Quebecers wake up Journal

Quebecers wake up | Journal

Jean-François Roberge has a light step. He found his smile again. He even cracks jokes before sitting down for his first TV interview.

He seems liberated, even optimistic, supported by a first success.

The new minister for French language offered a unifying alternative to the controversial Louisianization of Quebec by his boss, that of a “national awakening”. Nice slogan, but still? answer the skeptics. there is something

Call a cat a cat

The task is anything but easy.

How to convince that Law 96 will not be enough to stem French’s decline when the Legault government has spent a year touting it as an essential solution? How can you be credible when your own government has abandoned THE most structuring solution, that of Law 101 in CEGEP?

Minister Jean-François Roberge appears set to finally say “the real deal”. French in Quebec will continue to decline as long as French-speaking Quebecers let it decline.

“If you are not served in French, you have to ask. And if that’s not possible, you have to complain. And English-speaking colleagues, let’s stop bowing to their preference, let’s speak to them in French, adds the minister!

And he’s right! Because if we put up with being served in English in Montreal, it’s because they know full well that we usually end up complaining, but no more.

Essential, but far from sufficient.

However, Minister Roberge’s beginnings also show a shift towards diplomacy rather than confrontation with his predecessor.

Because while his successor was talking about ventilation in education, Jean-François Roberge was in Ottawa. A sign that he has understood that as long as Quebec remains in Canada, the decline of French cannot be slowed down by a logic of isolation. You need allies.

immigration

It starts, of course, with the federal Minister of Official Languages, Ginette Petitpas Taylor, whose bill provides a haven for federal corporations from Bill 96 for the time being.

But the sinews of war remain immigration.

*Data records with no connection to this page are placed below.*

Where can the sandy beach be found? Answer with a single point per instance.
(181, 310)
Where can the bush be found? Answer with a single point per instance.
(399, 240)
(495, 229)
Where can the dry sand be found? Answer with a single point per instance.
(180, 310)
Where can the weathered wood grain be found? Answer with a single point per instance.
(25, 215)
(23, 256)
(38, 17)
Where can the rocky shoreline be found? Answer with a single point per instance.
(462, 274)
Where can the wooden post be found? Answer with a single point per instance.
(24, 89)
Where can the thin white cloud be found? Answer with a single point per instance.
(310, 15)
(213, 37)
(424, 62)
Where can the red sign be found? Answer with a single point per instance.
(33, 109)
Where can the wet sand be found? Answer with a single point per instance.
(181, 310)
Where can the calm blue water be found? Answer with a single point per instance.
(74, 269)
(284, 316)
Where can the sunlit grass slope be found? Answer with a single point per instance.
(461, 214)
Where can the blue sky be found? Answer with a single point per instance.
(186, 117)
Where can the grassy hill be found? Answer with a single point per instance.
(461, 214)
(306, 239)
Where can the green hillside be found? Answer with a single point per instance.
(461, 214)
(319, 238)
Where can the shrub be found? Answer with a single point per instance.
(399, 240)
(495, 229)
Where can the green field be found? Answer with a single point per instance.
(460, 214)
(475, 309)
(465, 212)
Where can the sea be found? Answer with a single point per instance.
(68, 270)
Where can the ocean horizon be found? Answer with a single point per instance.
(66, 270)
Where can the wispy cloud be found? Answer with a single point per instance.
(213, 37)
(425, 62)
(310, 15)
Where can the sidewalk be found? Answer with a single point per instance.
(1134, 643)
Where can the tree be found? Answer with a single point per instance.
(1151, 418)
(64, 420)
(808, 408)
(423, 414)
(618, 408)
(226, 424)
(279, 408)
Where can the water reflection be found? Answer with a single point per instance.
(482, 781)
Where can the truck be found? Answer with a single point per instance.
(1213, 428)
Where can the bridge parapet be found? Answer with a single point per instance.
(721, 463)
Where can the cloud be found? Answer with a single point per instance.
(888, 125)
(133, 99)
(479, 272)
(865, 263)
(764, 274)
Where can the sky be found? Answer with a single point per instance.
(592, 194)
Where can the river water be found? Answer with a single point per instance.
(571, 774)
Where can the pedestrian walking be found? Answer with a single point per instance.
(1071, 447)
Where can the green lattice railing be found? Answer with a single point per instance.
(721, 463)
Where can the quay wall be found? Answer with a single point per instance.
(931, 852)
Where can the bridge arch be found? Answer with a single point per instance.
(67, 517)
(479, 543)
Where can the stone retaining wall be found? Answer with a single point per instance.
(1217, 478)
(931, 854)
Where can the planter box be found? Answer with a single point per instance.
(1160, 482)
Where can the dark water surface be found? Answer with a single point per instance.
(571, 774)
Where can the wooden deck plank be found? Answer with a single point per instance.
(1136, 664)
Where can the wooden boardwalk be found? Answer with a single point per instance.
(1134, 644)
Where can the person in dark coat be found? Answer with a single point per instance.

Far from being triumphant, he hopes to have convinced the federal government to put an end to the implicit discrimination against French-speaking students. Completing the file before Christmas and finally seeing a visa for those hoping to stay here and earn a living would offer the minister a first strategic victory.

This is all the more true in the face of a central government that wants to take in 500,000 immigrants a year!

In such a context, convincing French-speaking students to stay becomes an easy solution to raise Quebec’s immigration thresholds without too many risks for French.

But everyone understood that it will not be enough.

In a country where Quebec’s demographic weight is declining, relationships with French-speaking communities outside Quebec must be maintained.

The more they win their battle for Francophone immigration, the more Quebec will cement itself as the cradle of Canadian Francophonie.

Finally, the national awakening is also that of a government that understands it must build bridges.